After losing to Airbus in the tournament, it is normal for the US team to feel bitter. Based on how these two businesses have performed on the worldwide market, Airbus has been far ahead of Boeing in terms of vying for orders for passenger planes and market share since 2019. On the one hand, this is partially brought on by safety concerns as many nations are yet to restart flying Boeing 737 MAX planes. On the other hand, the US supply chain interruptions have had a significant negative impact on Boeing’s delivery capacity, forcing the company to halt the manufacturing of 737 MAX passenger planes in May.

According to sources, China Southern Airlines abandoned earlier this year’s intentions to order more than 100 aircraft from Boeing due to “uncertainty surrounding deliveries.”
Against this backdrop, the US should consider its own government’s actions rather than examining the “motives” of Chinese businesses. Who can feel secure conducting large-scale trades with a nation that constantly discusses “decoupling,” wields the threat of penalties, and frequently pushes legislation to limit trade with others without any justification? Not to mention items like aeroplanes, which have lengthy lifespans, intricate construction, and maintenance requirements. In many circumstances, these worries don’t even represent a state act.

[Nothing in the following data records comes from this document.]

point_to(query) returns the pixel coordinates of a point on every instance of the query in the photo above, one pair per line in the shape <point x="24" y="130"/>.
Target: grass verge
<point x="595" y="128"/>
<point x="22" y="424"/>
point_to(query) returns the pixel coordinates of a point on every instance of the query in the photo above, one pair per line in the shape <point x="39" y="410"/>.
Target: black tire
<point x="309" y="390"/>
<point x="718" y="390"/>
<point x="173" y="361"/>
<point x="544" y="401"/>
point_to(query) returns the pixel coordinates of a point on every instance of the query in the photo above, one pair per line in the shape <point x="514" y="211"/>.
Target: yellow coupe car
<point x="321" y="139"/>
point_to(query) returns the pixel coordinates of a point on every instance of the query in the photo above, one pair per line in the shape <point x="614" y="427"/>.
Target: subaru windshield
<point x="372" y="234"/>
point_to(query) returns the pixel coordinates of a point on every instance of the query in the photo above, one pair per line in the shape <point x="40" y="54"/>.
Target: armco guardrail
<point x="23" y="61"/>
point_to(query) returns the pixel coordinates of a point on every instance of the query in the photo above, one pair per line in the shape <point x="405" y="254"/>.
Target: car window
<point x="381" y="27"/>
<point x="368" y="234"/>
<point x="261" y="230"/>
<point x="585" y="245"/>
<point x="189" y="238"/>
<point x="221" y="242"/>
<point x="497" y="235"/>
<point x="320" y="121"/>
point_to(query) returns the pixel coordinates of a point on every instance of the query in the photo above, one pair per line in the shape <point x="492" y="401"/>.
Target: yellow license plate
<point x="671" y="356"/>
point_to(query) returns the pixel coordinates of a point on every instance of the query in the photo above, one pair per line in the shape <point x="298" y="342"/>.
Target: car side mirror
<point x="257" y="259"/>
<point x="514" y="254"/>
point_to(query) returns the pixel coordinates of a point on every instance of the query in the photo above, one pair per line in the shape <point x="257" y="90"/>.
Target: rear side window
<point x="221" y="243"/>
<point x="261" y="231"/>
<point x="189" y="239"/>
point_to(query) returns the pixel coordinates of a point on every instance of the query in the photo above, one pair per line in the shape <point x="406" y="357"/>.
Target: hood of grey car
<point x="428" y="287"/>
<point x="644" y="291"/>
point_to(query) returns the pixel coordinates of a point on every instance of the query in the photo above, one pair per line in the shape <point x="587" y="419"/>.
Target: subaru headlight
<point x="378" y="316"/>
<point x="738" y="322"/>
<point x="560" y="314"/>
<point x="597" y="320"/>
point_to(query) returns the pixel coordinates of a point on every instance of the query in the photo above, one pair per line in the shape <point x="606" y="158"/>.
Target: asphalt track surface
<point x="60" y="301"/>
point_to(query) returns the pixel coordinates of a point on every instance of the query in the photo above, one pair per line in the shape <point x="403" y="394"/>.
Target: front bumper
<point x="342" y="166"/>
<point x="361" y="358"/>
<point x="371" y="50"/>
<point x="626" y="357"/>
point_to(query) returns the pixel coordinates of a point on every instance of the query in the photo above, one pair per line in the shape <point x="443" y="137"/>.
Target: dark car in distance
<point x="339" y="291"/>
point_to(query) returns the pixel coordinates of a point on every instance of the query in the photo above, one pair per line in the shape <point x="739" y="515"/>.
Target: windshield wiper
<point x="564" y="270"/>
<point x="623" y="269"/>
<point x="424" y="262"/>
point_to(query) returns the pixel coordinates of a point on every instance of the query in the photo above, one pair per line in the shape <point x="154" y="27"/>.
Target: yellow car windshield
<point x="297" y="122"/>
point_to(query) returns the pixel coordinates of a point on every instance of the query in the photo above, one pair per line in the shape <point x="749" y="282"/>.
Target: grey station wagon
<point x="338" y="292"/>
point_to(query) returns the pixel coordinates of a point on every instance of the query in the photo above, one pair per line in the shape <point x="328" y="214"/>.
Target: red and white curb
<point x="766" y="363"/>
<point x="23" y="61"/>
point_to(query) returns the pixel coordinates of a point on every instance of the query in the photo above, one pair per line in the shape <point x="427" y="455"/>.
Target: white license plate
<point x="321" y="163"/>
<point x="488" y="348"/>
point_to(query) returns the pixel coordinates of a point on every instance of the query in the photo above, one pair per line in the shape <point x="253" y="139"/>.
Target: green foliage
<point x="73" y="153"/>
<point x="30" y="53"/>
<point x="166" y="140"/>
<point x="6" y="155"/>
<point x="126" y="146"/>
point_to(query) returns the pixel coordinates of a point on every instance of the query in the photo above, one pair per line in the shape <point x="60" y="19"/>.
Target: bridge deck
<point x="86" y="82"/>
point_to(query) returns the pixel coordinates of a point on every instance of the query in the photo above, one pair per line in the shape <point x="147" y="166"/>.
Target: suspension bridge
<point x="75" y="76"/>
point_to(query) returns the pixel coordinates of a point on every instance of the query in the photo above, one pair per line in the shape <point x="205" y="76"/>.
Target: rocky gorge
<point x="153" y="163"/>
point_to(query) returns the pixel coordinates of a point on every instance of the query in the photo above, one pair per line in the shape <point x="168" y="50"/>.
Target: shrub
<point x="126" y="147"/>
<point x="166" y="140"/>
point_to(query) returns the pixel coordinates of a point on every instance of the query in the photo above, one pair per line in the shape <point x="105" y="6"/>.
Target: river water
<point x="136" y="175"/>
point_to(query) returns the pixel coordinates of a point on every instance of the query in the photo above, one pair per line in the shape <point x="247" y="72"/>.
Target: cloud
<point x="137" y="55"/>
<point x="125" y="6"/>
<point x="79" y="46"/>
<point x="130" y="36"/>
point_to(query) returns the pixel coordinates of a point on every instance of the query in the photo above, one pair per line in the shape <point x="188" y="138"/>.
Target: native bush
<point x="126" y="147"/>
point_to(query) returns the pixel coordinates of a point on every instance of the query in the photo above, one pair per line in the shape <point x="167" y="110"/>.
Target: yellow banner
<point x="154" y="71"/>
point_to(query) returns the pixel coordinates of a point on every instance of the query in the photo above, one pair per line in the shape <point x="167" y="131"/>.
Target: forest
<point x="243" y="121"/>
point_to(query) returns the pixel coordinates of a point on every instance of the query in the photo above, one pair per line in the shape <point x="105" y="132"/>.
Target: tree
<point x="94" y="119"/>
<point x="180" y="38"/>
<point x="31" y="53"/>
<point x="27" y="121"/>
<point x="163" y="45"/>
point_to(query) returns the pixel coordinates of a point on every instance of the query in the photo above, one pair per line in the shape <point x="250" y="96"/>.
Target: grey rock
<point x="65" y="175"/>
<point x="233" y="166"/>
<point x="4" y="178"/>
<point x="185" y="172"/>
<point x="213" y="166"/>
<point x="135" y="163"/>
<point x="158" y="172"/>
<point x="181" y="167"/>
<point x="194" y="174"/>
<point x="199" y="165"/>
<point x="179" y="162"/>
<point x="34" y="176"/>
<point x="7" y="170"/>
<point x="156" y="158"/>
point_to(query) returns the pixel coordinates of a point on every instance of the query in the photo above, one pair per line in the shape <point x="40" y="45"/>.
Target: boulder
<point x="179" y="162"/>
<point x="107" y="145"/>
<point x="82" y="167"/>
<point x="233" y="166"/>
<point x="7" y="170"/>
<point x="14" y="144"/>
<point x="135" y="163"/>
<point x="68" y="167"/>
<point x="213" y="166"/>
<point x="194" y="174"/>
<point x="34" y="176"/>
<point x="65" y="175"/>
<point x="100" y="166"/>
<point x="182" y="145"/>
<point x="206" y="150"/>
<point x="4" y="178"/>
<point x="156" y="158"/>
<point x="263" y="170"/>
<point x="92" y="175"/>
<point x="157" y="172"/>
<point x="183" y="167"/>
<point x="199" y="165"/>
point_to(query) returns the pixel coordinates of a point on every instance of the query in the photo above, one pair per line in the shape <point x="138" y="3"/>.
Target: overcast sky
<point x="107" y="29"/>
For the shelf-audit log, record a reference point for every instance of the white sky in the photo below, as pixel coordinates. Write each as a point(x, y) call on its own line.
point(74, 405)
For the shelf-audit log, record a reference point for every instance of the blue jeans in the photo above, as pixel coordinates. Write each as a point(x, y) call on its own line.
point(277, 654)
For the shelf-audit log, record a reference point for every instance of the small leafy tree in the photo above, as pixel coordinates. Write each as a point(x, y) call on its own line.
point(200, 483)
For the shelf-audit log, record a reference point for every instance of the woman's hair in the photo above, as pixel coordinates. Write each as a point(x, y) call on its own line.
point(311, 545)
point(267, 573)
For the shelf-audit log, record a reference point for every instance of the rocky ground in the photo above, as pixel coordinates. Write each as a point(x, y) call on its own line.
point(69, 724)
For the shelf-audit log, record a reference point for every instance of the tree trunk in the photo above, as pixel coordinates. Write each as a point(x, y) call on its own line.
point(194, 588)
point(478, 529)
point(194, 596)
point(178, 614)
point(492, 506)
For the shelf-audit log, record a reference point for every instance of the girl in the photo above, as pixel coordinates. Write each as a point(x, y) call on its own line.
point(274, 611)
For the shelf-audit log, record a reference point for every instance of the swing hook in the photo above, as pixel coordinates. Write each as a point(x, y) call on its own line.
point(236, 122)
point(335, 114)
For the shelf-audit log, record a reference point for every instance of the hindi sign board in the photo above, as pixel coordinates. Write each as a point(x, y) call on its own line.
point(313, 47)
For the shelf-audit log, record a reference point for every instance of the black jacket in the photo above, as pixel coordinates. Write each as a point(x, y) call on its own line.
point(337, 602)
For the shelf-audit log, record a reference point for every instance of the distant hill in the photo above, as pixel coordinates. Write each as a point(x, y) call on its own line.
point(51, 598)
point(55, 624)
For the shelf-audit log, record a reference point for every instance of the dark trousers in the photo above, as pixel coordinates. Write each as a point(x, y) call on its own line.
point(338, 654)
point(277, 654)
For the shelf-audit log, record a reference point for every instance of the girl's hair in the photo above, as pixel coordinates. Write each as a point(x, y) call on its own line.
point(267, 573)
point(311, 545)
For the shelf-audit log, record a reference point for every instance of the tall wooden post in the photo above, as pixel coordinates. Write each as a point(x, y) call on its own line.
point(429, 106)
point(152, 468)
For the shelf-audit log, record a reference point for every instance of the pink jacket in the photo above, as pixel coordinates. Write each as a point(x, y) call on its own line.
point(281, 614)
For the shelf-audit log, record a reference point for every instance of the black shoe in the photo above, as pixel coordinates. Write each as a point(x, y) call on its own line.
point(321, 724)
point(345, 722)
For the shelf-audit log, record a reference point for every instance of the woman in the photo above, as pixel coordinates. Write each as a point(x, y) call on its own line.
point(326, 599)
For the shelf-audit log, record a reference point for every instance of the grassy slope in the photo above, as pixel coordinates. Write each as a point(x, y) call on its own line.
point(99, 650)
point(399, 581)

It concerns the political risks that various commercial firms would consider before conducting business.
According to a previous analysis by the American Chamber of Commerce, if the US fully “decouples” from China and stops all civil aviation sales to that country, this would result in output losses for the US ranging from $38 billion to $51 billion and the loss of 167,000 to 225,000 jobs in the country’s civil aviation manufacturing sector.
Boeing also predicted last year that Chinese airlines would need 8,700 brand-new aircraft, valued at close to $1.5 trillion, over the next 20 years. If Boeing is now suffering as a result of losing a $37.2 billion deal, then let some American politicians continue to push for decoupling from China and the construction of a tall wall against it. By that time, American businesses like Boeing will experience long-term suffering instead of just short-term hardship.
However, China is not to blame for Boeing’s complaints about “geopolitical disagreements” impacting its operations. If there is any political component to this, it can only be concluded that the US’s attempts to politicise trade and economic matters have failed. To persuade European nations to “jointly tackle China,” the Biden administration pledged to settle a 17-year trade dispute in 2021 over Boeing and Airbus businesses. After Airbus received orders from Chinese airlines, resentment has now swept across US public opinion. This could serve as a reminder to Washington that political manoeuvring ultimately falls short of overthrowing the law of the market, as well as to Europe about the motivations underlying the different “ideals” that the US publicly espouses.

As for Boeing, the most crucial thing to do is to convince the US government and Congress that the rules of the market would improve the competitiveness of its own product, rather than expressing “disappointment” with China. Naturally, Boeing is not the only company that has this need.